Three-dimensionally ordered macroporous LaMnAl11O19-supported Pd nanocatalysts highly active for methane combustion

Abstract

Three-dimensionally ordered macroporous (3DOM) LaMnAl11O19 and 0.97wt% Pd/3DOM LaMnAl11O19 samples with a good-quality 3DOM structure have been prepared using the poly(methyl methacrylate) (PMMA)-templating and polyvinyl alcohol (PVA)-protected reduction methods, respectively. The Pd nanoparticles (NPs) with a size of 2–5nm were uniformly dispersed on the macropore wall surface of 3DOM LaMnAl11O19. Due to the highest adsorbed oxygen species concentration and the best low-temperature reducibility, the 0.97wt% Pd/3DOM LaMnAl11O19 sample showed the best catalytic activity for methane combustion, with the reaction temperatures (T10%, T50%, and T90%) required for achieving methane conversions of 10, 50, and 90% being 259, 308, and 343°C at SV=20,000mL/(gh), respectively. The 0.97wt% Pd/3DOM LaMnAl11O19 catalyst was catalytically stable, whereas the 0.98wt% Pd/3DOM Mn2O3 sample was partially deactivated after 50h of methane oxidation. The introduction of 3.0vol% H2O or 2.0 vol% CO2 to the reaction system resulted in the reversible deactivation of 0.97wt% Pd/3DOM LaMnAl11O19, but the addition of 100ppm SO2 led to the irreversible deactivation of the catalyst.
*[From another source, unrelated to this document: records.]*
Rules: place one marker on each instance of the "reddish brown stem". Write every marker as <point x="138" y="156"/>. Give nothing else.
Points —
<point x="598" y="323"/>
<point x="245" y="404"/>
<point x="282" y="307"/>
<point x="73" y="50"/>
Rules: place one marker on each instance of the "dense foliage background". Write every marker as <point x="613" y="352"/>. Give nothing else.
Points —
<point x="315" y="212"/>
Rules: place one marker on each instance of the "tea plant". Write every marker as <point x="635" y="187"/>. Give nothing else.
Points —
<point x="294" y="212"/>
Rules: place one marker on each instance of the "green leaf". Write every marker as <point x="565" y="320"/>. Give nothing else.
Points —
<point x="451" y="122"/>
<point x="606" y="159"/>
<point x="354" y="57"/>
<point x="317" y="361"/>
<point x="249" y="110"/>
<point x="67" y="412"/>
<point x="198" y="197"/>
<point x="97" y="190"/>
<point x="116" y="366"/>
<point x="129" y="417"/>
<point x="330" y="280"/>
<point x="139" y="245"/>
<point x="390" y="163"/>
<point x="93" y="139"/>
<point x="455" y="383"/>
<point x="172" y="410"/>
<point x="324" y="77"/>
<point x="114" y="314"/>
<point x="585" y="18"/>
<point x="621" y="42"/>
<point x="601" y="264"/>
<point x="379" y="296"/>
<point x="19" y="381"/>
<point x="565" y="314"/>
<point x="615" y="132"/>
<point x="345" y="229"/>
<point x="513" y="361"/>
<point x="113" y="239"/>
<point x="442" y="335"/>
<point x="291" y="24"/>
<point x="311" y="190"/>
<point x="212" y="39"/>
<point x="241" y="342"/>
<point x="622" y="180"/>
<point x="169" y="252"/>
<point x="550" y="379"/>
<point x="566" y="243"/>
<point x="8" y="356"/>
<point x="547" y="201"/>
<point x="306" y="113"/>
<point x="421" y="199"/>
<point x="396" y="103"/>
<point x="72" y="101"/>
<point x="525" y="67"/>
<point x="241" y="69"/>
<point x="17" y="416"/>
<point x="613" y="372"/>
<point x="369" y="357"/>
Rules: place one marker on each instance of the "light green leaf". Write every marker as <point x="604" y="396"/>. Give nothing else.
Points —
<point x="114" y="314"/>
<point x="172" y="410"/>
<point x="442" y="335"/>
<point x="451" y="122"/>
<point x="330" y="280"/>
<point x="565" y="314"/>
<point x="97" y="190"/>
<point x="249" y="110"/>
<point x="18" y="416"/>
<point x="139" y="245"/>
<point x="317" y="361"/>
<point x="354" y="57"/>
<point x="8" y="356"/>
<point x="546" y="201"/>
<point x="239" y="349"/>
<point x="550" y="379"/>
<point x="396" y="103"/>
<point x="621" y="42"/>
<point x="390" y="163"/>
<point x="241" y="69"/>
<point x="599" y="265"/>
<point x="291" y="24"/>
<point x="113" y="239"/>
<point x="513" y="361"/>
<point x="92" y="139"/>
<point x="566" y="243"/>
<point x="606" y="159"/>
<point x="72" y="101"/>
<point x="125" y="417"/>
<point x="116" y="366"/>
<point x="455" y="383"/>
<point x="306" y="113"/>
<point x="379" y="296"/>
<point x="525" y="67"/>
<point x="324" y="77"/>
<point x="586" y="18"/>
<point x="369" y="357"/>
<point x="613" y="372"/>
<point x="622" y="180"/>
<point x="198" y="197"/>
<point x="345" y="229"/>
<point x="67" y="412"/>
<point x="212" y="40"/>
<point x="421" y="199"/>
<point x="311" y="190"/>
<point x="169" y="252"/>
It is concluded that the good-quality 3DOM structure, uniformly dispersed Pd NPs, high adsorbed oxygen species concentration, good low-temperature reducibility, and strong interaction between Pd NPs and 3DOM LaMnAl11O19 were accountable for the good catalytic performance of 0.97wt% Pd/3DOM LaMnAl11O19.